Outside once more Ian showed us some of the interesting features in the churchyard. A splendid eighth century Celtic cross stands in front of the church. It is one of the finest in the country and a Grade I listed structure.
Above the Priest's Door of the church is a superb sundial. Made in 1775, it was originally over the main entrance to the church but was moved to its present position in 1883. Not only does it tell the local time but various places in the world are recorded around the gnomon near to the top of the dial. As the shadow passes over a name it indicates noon in that location.
Ian then showed us two very different gravestones, the first being that of Catherine Mompesson, wife of William, who died of the plague in Auguest 1666. She is the one exception to the ban on burials in the churchyard during the quarantine period. At the end of August each year a wreath of red roses is placed on her grave.
The other grave is that of cricketer Harry Bagshawe (1859-1927) who played for Derbyshire between 1887 and 1902. Between 1907 and 1923 he was a first class umpire. What an apt and splendid headstone!

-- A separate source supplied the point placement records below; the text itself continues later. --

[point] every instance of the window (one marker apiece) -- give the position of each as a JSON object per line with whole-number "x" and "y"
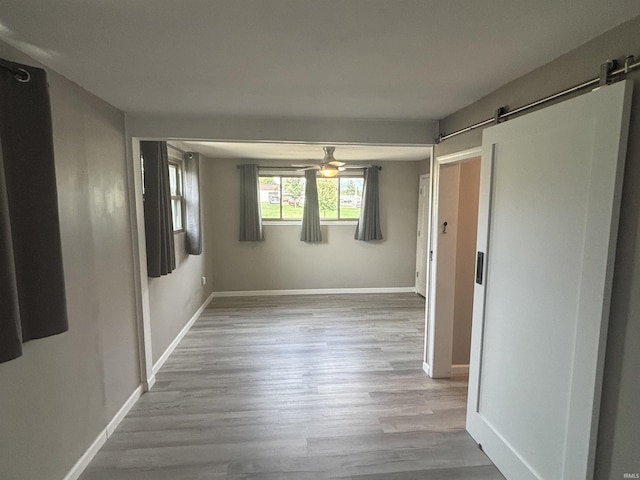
{"x": 177, "y": 199}
{"x": 282, "y": 197}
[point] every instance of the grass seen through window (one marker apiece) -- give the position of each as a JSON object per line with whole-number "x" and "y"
{"x": 282, "y": 197}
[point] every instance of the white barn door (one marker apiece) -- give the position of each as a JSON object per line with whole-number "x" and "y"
{"x": 548, "y": 215}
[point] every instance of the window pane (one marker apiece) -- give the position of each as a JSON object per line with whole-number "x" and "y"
{"x": 176, "y": 213}
{"x": 173, "y": 179}
{"x": 292, "y": 197}
{"x": 350, "y": 197}
{"x": 270, "y": 197}
{"x": 328, "y": 198}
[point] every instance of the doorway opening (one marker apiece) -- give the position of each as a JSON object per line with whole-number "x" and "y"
{"x": 453, "y": 232}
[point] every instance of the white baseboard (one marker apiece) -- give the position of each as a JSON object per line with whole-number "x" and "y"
{"x": 150, "y": 382}
{"x": 87, "y": 456}
{"x": 313, "y": 291}
{"x": 459, "y": 370}
{"x": 103, "y": 436}
{"x": 118, "y": 417}
{"x": 172, "y": 346}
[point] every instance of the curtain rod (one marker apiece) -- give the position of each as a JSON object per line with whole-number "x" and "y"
{"x": 19, "y": 74}
{"x": 176, "y": 148}
{"x": 300, "y": 168}
{"x": 607, "y": 72}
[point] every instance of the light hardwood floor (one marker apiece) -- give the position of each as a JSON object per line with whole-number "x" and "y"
{"x": 298, "y": 387}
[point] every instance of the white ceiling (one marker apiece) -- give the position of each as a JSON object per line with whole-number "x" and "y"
{"x": 341, "y": 59}
{"x": 306, "y": 152}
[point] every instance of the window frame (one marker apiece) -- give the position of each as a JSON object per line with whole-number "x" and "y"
{"x": 296, "y": 221}
{"x": 178, "y": 163}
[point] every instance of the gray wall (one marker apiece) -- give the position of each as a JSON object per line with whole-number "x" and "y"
{"x": 282, "y": 261}
{"x": 174, "y": 298}
{"x": 61, "y": 393}
{"x": 618, "y": 439}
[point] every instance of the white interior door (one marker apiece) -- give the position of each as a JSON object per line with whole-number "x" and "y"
{"x": 421, "y": 247}
{"x": 549, "y": 202}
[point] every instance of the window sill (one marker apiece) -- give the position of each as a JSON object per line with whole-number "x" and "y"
{"x": 297, "y": 223}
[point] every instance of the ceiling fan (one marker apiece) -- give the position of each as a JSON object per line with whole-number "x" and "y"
{"x": 329, "y": 167}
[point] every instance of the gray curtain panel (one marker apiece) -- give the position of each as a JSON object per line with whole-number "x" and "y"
{"x": 192, "y": 203}
{"x": 250, "y": 218}
{"x": 369, "y": 223}
{"x": 32, "y": 290}
{"x": 158, "y": 223}
{"x": 311, "y": 232}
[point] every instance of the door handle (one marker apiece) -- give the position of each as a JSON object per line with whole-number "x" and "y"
{"x": 479, "y": 267}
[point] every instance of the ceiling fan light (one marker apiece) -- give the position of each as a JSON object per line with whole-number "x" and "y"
{"x": 329, "y": 171}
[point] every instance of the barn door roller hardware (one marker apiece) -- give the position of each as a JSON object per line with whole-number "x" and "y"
{"x": 608, "y": 71}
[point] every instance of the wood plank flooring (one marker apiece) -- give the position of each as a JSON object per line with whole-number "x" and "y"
{"x": 298, "y": 387}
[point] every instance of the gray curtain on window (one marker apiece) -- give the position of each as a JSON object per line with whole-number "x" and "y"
{"x": 32, "y": 290}
{"x": 369, "y": 223}
{"x": 250, "y": 218}
{"x": 311, "y": 213}
{"x": 158, "y": 223}
{"x": 192, "y": 203}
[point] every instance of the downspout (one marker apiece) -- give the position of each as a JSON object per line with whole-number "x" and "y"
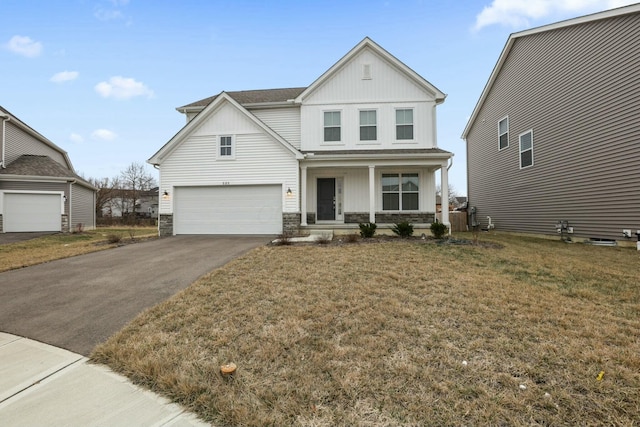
{"x": 4, "y": 119}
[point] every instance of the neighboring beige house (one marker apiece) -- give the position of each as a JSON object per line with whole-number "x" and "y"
{"x": 555, "y": 135}
{"x": 357, "y": 145}
{"x": 39, "y": 190}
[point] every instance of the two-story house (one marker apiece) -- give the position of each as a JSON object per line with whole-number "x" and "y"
{"x": 39, "y": 190}
{"x": 554, "y": 137}
{"x": 358, "y": 145}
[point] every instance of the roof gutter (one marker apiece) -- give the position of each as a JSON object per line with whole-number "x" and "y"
{"x": 4, "y": 119}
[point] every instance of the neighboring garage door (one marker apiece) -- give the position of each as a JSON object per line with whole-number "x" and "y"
{"x": 31, "y": 212}
{"x": 253, "y": 209}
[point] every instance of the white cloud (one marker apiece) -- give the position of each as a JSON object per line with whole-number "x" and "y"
{"x": 519, "y": 13}
{"x": 77, "y": 138}
{"x": 24, "y": 46}
{"x": 122, "y": 88}
{"x": 64, "y": 76}
{"x": 104, "y": 135}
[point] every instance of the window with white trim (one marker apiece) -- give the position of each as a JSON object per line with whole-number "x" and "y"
{"x": 400, "y": 192}
{"x": 225, "y": 147}
{"x": 404, "y": 123}
{"x": 331, "y": 126}
{"x": 368, "y": 125}
{"x": 503, "y": 133}
{"x": 526, "y": 149}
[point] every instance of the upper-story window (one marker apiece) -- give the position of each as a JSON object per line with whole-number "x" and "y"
{"x": 404, "y": 123}
{"x": 226, "y": 147}
{"x": 400, "y": 192}
{"x": 526, "y": 149}
{"x": 503, "y": 133}
{"x": 331, "y": 126}
{"x": 368, "y": 125}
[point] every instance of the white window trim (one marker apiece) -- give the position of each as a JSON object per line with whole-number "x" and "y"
{"x": 368, "y": 141}
{"x": 382, "y": 192}
{"x": 340, "y": 141}
{"x": 395, "y": 127}
{"x": 219, "y": 155}
{"x": 520, "y": 151}
{"x": 500, "y": 134}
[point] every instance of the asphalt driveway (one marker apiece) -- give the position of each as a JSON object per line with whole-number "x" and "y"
{"x": 77, "y": 303}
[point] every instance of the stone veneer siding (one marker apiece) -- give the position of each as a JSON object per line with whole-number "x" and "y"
{"x": 290, "y": 222}
{"x": 165, "y": 225}
{"x": 311, "y": 217}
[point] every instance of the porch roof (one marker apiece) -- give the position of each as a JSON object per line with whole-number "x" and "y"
{"x": 412, "y": 155}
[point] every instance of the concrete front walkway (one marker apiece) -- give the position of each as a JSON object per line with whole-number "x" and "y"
{"x": 41, "y": 385}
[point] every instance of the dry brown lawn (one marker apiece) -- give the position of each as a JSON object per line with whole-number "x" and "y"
{"x": 64, "y": 245}
{"x": 400, "y": 333}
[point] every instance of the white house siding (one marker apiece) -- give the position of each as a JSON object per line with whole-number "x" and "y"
{"x": 284, "y": 121}
{"x": 387, "y": 90}
{"x": 259, "y": 159}
{"x": 82, "y": 207}
{"x": 19, "y": 142}
{"x": 356, "y": 187}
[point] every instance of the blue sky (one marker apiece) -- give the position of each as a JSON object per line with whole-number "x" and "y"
{"x": 102, "y": 78}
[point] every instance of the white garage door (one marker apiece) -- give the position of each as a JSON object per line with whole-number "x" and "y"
{"x": 228, "y": 210}
{"x": 31, "y": 212}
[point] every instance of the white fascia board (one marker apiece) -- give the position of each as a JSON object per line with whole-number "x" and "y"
{"x": 635, "y": 8}
{"x": 182, "y": 134}
{"x": 368, "y": 43}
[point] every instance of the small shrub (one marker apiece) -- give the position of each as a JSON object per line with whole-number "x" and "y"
{"x": 351, "y": 238}
{"x": 439, "y": 230}
{"x": 284, "y": 239}
{"x": 403, "y": 229}
{"x": 367, "y": 229}
{"x": 323, "y": 239}
{"x": 114, "y": 238}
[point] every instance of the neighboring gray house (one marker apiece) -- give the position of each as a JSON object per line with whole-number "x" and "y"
{"x": 39, "y": 191}
{"x": 358, "y": 145}
{"x": 555, "y": 135}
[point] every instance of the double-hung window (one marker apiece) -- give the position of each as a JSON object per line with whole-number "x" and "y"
{"x": 226, "y": 147}
{"x": 400, "y": 192}
{"x": 331, "y": 126}
{"x": 503, "y": 133}
{"x": 526, "y": 149}
{"x": 404, "y": 123}
{"x": 368, "y": 125}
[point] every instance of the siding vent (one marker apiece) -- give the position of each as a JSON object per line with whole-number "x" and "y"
{"x": 366, "y": 71}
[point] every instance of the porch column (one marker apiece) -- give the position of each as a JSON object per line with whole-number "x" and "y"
{"x": 444, "y": 184}
{"x": 372, "y": 194}
{"x": 303, "y": 197}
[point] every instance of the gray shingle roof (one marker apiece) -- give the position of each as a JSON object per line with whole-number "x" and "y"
{"x": 33, "y": 165}
{"x": 253, "y": 96}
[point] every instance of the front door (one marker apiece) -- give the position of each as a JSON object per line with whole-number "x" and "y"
{"x": 326, "y": 199}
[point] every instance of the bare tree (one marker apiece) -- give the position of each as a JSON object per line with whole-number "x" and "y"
{"x": 107, "y": 189}
{"x": 134, "y": 180}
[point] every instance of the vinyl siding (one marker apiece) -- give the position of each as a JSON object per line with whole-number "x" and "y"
{"x": 578, "y": 88}
{"x": 82, "y": 207}
{"x": 284, "y": 121}
{"x": 259, "y": 159}
{"x": 20, "y": 142}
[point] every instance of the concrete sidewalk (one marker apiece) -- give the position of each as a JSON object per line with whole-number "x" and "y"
{"x": 45, "y": 385}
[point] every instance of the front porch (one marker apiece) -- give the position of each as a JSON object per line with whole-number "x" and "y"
{"x": 339, "y": 190}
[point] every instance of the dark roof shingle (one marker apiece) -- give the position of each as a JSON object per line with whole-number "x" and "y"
{"x": 253, "y": 96}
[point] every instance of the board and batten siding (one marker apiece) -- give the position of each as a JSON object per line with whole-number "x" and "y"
{"x": 577, "y": 88}
{"x": 82, "y": 208}
{"x": 259, "y": 159}
{"x": 284, "y": 121}
{"x": 19, "y": 142}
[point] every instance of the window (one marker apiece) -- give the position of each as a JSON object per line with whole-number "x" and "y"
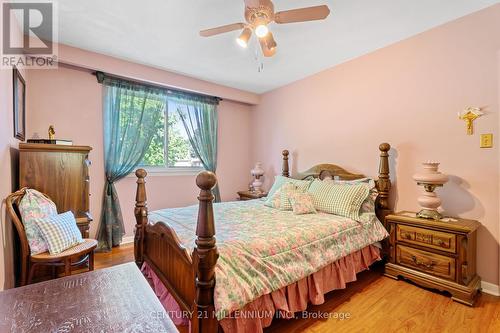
{"x": 170, "y": 149}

From the church we walked down to the main square and then up Lydgate to the site of the Lydgate graves where George Darby and his daughter Mary are buried. This was the final stop on what was a really enjoyable and interesting tour. Ian was an excellent and informative guide who showed us not only the main plague sites but also several other lesser known facets of Eyam. Several members of the group stayed on and had lunch in Eyam and then explored the village more thoroughly in the afternoon. The perfect weather and a fascinating location combined to make this a splendid day out.
26 February 2014
A good number of us gathered in Totley library for our open meeting. A report from Pauline on the research into the Totley Rise shops got the meeting off to an interesting start. Pauline told us she has uncovered some evidence that challenges the local story that the houses on the Rise were built for the railway navvies. Her evidence appears to show that they were built before the railway came. The key to establishing the correct date for these houses is to be found in the trail of ownership of the strip of land between Baslow Road and the Totley Brook. Pauline hopes that the sale of leases and other indirect means of identifying ownership will provide enough evidence to establish for certain when the houses were built.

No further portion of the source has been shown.